|Montgomery, Kevin - GOLDEN HARVEST|
|Xu, Wenwei - TEXAS A&M|
Submitted to: Corn Conference Interregional Proceedings
Publication Type: Abstract Only
Publication Acceptance Date: February 11, 2004
Publication Date: February 12, 2004
Citation: Pollak, L.M., Montgomery, K., Abel, C.A., Williams, W.P., Xu, W. 2004. Correlations between grain composition and pest resistance in a set of corn hybrids. Corn Conference Interregional Proceedings. Available: http://www.corn2.agron.iastate.edu/NCR167/Meetings/2004/2004NCRAgenda.htm. Technical Abstract: As we change seed chemical composition through breeding, we want to prevent undesirable correlated traits impacting production. Previously, we found that oil composition was correlated with seed quality in a set of germplasm. To determine if seed chemical composition affected disease or insect resistance, we evaluated a set of 20 diverse hybrids in five locations. Commercial or near-commercial hybrids were selected from 230 evaluated by NIR to for wide variation in grain quality. Three had average values, and Bt and non-Bt variants were included. Each location conducted disease and insect evaluations in 2002 and 2003 for which it had resources and expertise. In addition, each location self pollinated the hybrids for chemical composition. In 2003 European corn borer (ECB) evaluations in Ames, a slight negative correlation between first generation ratings and oleic acid content was found using only non-Bt entries. In ECB evaluations in Clinton in 2002, there were several significant correlations between composition traits and second generation ratings using only non-Bt entries. There were no significant correlations with oleic acid. An explanation for this result may be that five parental lines out of the 23 total were developed at Clinton and selected for native ECB resistance. In Lubbock, there was a significant correlation between oleic acid content and corn earworm ratings using all entries.

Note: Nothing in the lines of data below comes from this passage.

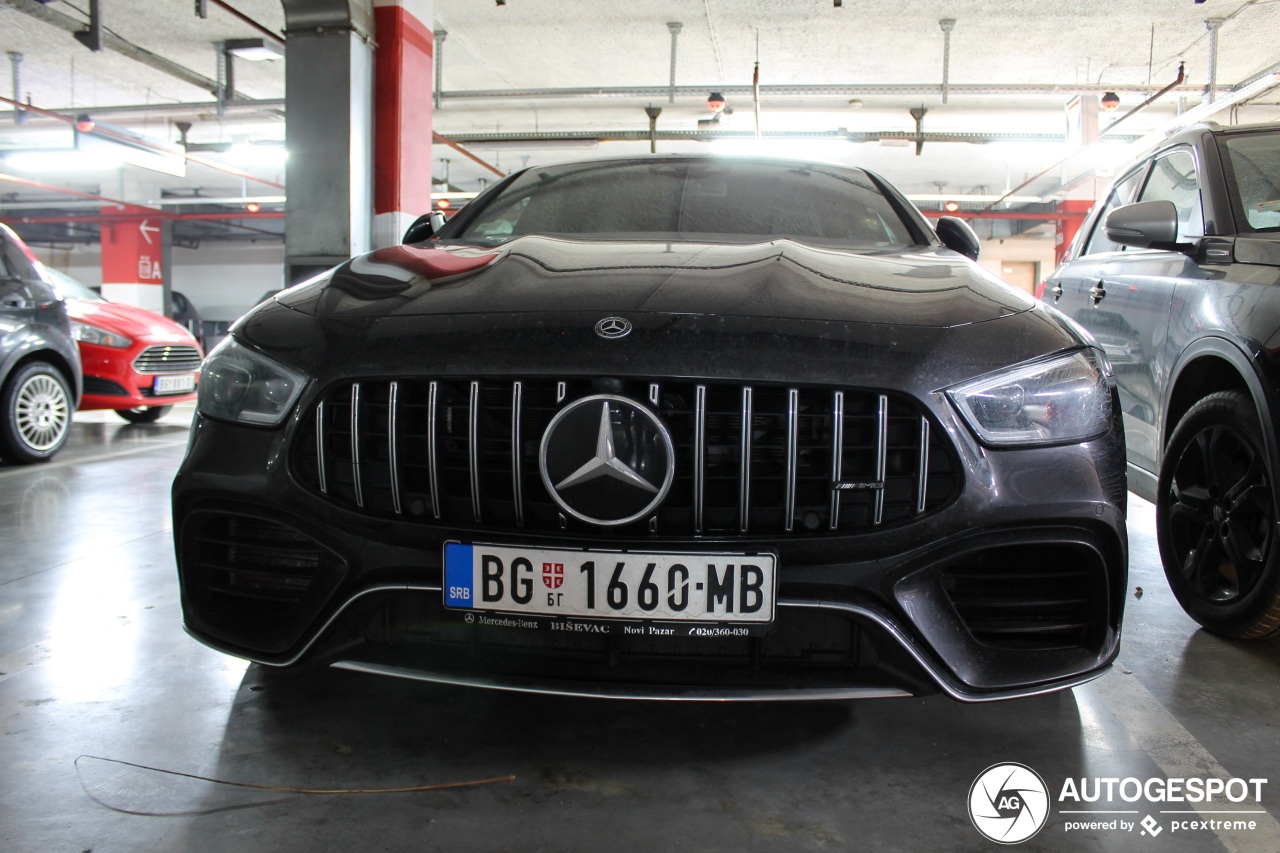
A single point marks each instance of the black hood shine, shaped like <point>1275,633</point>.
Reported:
<point>781,279</point>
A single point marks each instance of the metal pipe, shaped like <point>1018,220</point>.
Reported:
<point>947,26</point>
<point>440,35</point>
<point>675,27</point>
<point>1214,24</point>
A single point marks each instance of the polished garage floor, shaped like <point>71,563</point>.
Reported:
<point>96,670</point>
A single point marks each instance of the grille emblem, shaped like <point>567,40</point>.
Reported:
<point>613,327</point>
<point>607,460</point>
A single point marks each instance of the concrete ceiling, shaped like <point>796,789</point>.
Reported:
<point>536,81</point>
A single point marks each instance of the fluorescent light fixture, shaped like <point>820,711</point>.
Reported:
<point>133,150</point>
<point>254,49</point>
<point>62,160</point>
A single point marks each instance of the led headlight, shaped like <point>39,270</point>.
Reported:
<point>1056,401</point>
<point>87,333</point>
<point>237,383</point>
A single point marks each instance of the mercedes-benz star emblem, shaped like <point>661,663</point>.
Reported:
<point>613,327</point>
<point>607,460</point>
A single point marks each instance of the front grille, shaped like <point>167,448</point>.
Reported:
<point>183,359</point>
<point>749,459</point>
<point>252,566</point>
<point>1031,598</point>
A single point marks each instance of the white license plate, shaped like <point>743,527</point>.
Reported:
<point>608,584</point>
<point>174,384</point>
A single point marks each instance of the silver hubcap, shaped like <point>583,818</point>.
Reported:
<point>42,414</point>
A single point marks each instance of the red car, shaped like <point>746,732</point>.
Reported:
<point>136,361</point>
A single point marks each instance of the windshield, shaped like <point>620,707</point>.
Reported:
<point>69,288</point>
<point>694,200</point>
<point>1253,179</point>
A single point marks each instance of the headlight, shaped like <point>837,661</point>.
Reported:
<point>101,337</point>
<point>1057,401</point>
<point>243,386</point>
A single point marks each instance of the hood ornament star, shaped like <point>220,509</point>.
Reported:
<point>606,461</point>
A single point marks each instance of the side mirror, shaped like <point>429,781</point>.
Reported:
<point>1147,224</point>
<point>958,236</point>
<point>424,227</point>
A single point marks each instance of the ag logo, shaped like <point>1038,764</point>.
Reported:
<point>1009,803</point>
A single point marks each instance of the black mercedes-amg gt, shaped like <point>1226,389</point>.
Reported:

An explanation may be that all the Bt entries came from three parents, one of which is high as a line for oleic acid and contributes high oleic acid to its hybrids. The entries selected for extremes from the 230 hybrids showed that a single hybrid was often extreme for more than one trait, and that an inbred can be a parent in two hybrids extreme for different traits. This preliminary analysis indicates that there may be correlations worth further investigation for insect resistance and oil quantity and quality.